The defense-in-depth approach — validating at ingestion and at use — is correct. A single check at the RRC layer is insufficient because carrierIdx can arrive through multiple scheduler and MAC paths that bypass RRC config update functions.
Detection and Indicators
Detecting active exploitation requires baseband-layer visibility. On affected devices:
Modem crash logs: Look for NR_PWR_CTRL_ERR assertions or DSP exception dumps with PC values inside NrPwrCtrl_ComputeTxPower or Nr_GetAlphaFromIndex. Kestrel firmware logs to a circular buffer readable via Qualcomm-compatible DIAG protocol on ASR debug builds.

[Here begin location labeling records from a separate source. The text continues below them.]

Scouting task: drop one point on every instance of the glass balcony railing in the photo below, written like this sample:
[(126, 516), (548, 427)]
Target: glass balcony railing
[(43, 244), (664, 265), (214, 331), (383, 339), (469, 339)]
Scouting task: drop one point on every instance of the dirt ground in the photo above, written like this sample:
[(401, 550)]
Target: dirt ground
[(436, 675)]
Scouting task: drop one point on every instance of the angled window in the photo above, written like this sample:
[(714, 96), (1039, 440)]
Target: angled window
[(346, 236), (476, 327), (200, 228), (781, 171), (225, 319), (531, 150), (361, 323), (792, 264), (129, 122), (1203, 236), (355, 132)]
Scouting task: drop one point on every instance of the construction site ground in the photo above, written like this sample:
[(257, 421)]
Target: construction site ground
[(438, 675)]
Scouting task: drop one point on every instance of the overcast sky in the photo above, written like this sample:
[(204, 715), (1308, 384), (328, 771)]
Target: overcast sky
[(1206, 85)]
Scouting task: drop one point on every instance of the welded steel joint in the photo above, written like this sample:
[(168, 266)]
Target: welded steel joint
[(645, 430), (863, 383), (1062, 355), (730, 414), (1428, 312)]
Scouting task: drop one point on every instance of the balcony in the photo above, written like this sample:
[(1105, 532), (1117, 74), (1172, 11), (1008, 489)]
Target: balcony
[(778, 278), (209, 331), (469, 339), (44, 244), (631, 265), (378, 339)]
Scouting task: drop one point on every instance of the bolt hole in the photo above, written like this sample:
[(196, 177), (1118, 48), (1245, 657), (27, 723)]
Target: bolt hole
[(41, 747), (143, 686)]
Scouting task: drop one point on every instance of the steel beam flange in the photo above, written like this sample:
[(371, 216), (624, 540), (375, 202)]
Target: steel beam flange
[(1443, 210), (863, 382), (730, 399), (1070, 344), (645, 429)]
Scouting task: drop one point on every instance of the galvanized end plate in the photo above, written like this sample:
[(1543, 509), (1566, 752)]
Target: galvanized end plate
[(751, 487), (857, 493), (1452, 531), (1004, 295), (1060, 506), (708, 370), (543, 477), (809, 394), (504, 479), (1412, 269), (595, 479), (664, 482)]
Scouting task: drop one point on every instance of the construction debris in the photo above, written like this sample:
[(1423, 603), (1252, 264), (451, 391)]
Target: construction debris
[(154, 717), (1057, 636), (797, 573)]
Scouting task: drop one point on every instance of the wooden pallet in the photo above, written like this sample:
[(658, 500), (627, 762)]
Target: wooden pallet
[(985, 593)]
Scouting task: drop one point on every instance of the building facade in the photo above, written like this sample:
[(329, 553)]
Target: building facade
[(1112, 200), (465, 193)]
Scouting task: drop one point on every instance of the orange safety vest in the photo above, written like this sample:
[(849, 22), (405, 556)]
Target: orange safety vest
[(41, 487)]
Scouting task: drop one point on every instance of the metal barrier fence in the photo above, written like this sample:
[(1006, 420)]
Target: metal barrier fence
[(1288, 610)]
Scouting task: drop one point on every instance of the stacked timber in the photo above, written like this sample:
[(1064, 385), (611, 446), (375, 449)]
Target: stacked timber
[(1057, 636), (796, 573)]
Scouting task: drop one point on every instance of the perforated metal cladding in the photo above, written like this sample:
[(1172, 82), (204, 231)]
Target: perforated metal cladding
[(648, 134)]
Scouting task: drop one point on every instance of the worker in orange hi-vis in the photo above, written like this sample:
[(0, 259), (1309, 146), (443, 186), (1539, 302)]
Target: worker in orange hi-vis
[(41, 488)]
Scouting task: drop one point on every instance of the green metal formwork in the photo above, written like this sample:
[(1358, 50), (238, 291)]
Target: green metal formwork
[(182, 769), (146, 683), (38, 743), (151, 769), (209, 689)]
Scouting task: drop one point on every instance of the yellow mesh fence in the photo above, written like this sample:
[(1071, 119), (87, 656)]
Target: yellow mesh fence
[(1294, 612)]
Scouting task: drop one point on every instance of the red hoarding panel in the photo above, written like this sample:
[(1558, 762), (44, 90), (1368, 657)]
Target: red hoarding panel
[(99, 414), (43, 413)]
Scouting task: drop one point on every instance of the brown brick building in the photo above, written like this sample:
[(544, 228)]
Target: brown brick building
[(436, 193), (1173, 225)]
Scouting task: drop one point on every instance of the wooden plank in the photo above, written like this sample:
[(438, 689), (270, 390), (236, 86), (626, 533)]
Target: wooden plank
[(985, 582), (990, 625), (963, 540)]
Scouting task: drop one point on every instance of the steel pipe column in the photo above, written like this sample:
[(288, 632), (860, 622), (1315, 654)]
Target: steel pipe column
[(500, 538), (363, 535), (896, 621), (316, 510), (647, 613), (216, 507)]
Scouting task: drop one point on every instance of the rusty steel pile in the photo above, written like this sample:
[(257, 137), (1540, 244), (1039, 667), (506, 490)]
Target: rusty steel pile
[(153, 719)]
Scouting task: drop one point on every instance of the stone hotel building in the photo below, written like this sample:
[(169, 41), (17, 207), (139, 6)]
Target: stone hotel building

RRC message anomalies: RRCReconfiguration messages specifying more than 4 SCells or carrying malformed uplinkConfig IEs for non-existent carriers. Monitor with LTE/NR air interface analyzers (e.g., SCAT, QC DIAG).
UE behavior: Unexpected modem resets (/dev/log/radio on Android showing ril-daemon restart), sustained UE attachment failures on legitimate cells following a rogue cell encounter.
Update firmware to ASR Kestrel build dated 2026-02-10 or later. This is the only complete fix. Contact your ASR representative or OEM for the applicable modem firmware package for ASR1901/ASR1903/ASR8603 platforms.
OEM device vendors shipping products with Kestrel-family modems must integrate the updated nr_fw binary and release an OTA update. ASR's PSIRT advisory is available at https://www.asrmicro.com/en/goods/psirt?cid=44.
No userspace workaround exists. The vulnerable code runs in the modem DSP firmware below the Android/Linux radio interface layer. Disabling 5G NR (Settings → Network → Preferred network type → LTE only) prevents reaching the NR power control path and eliminates the attack surface until patching is possible.
Network operators can mitigate rogue BTS vectors by deploying IMSI catcher detection and enforcing NR cell authentication where supported by their RAN equipment.